# Importing the required libraries

In [9]:
import os
import numpy as np
import tensorflow as tf
import pandas as pd
import cv2
import matplotlib.pyplot as plt
import glob 
import shutil
import keras_tuner
from tensorflow import keras
from keras import backend as K
from keras_tuner.tuners import RandomSearch
from tensorflow.keras.applications.vgg19 import VGG19
from tensorflow.keras.models import Model
from tensorflow.keras.layers import Subtract, concatenate, Input, Flatten, Activation, Dense, Dropout, Lambda, Conv2D, BatchNormalization, MaxPooling2D
from tensorflow.keras.optimizers import Adam, SGD
from tensorflow.keras.callbacks import EarlyStopping

# Utility functions

In [2]:
def test_accuracy(model):
    test_loss, test_accuracy = model.evaluate(X_test, y_test)
    print("Test Loss:", test_loss)
    print("Test Accuracy:", test_accuracy)
    
def plot_loss(history):
    # Historique des valeurs de précision d'entraînement et de validation
    train_loss = history.history['loss']
    val_loss = history.history['val_loss']

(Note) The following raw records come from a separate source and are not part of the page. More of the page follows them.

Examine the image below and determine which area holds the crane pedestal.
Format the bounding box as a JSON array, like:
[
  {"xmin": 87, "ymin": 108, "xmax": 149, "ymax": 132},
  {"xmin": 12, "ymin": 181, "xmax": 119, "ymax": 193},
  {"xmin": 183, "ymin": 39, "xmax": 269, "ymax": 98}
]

    # Historique des numéros d'époque
    epochs = range(1, len(train_loss) + 1)

    # Tracer la courbe de précision d'entraînement
    plt.plot(epochs, train_loss, 'b', label='Train Loss')
    # Tracer la courbe de précision de validation
    plt.plot(epochs, val_loss, 'r', label='Validation Loss')
    plt.title('Training and Validation Losses')
    plt.xlabel('Epochs')
    plt.ylabel('Loss')
    plt.legend()

    # Afficher le graphique
    plt.show()
    
    
def plot_accuracy(history):
    # Historique des valeurs de précision d'entraînement et de validation
    train_accuracy = history.history['accuracy']
    val_accuracy = history.history['val_accuracy']

    # Historique des numéros d'époque
    epochs = range(1, len(train_accuracy) + 1)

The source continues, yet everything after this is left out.